I picture the first plane hitting the first tower. A puff of vapor trail, a silver arrow piercing delft sky blue as Chinese crockery, the first tentative wick of flame, computer paper wafting down like apple blossoms, the window jumpers, backs to the searing heat, embrace the cool of the morning and step out.
* * *
After work today I notice that someone has dropped off an enormous bouquet of wildflowers in his hospital room. Exquisitely brilliant poppy reds and canary yellows and royal purples. My father can’t possibly know they’re here in the room. Most of the time he sleeps, but still I visit as often as I can. I don’t want to miss anything. I ask Nancy, when she pops her head in to check on things, about the flowers.
She shakes her head. I’m not sure, she tells me. They were brought in this morning. I get on at three. I can ask. She wanders down the hall, returns in about fifteen minutes, a stricken look on her face.
From a wedding, she explains, that had to be called off, but the flowers were already ordered, I guess. Somebody from the Trade Center, getting married on Nantucket.
We stare at each other. Then down at the face of my sleeping father, who has made a hoarse, yelping sound. His eyelids flutter once, and his eyes pop wide open. They are the eyes of a frightened boy in a dark room full of monsters. Nancy reaches down for his hand, gently strokes his wrist with her thumb until he closes his eyes again. Just having a bad dream, she says. He never woke up, she assures me, as if it is a small blessing to not be around for your own life to unwind.
* * *
Later: The TV says today that the tower attacks were the handiwork of a rich, Saudi building contractor’s son named Osama Bin Laden. He leads a group of disenfranchised militants by the name of al Qaeda. The FBI is already hot on his trail, and his footprints lead right back into Afghanistan. The dogs of war are barking their heads off.
I cannot care any less. Not even if the conspirators were Bugs Bunny, Mr. Rogers, and Katy Couric can I care any less.
My father died this morning.

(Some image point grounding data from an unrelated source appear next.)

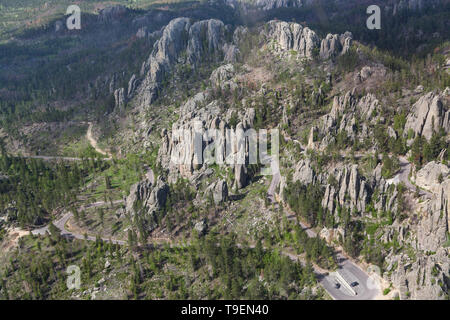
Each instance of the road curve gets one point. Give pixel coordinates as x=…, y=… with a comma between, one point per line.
x=366, y=289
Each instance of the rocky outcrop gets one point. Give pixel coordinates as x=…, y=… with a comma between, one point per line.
x=428, y=177
x=132, y=85
x=219, y=191
x=304, y=172
x=147, y=199
x=181, y=148
x=334, y=45
x=221, y=76
x=293, y=36
x=198, y=40
x=428, y=115
x=112, y=13
x=119, y=98
x=350, y=190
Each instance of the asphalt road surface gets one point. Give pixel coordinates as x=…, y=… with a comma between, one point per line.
x=366, y=289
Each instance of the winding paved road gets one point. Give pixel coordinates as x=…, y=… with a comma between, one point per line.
x=365, y=289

Around 3 AM Nurse Nancy called. He’s going soon, she’d said. Now’s a good time if you want to come.
In the three minutes it took to get there, he was already gone, or maybe she just didn’t want to break the news.
Sitting alone for a few minutes with his body, no tears will come. Only months later, when I happen upon a paper bag that I’d quickly stuffed his paintings into, the same ones I’d brought to the hospital for him to remember the magnificent journey of his artist’s life, only then did I cry.

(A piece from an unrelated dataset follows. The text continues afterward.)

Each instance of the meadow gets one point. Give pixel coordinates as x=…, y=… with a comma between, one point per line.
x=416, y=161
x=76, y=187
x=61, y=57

Coming home from the hospital, memorizing the finality of leaving him for the very last time, two deer a hundred yards ahead, frozen in the headlights, pause at the edge of the road, ghostly and serene. For several minutes I sit gazing through the windshield. There is a reverent solemnity to this single, disconnected event, listening to the low thrum of the car motor, the whisper of the heater fan, the faint ticking of a wristwatch measuring the seconds, the minutes, the hours remaining until we must endure the next end of the world.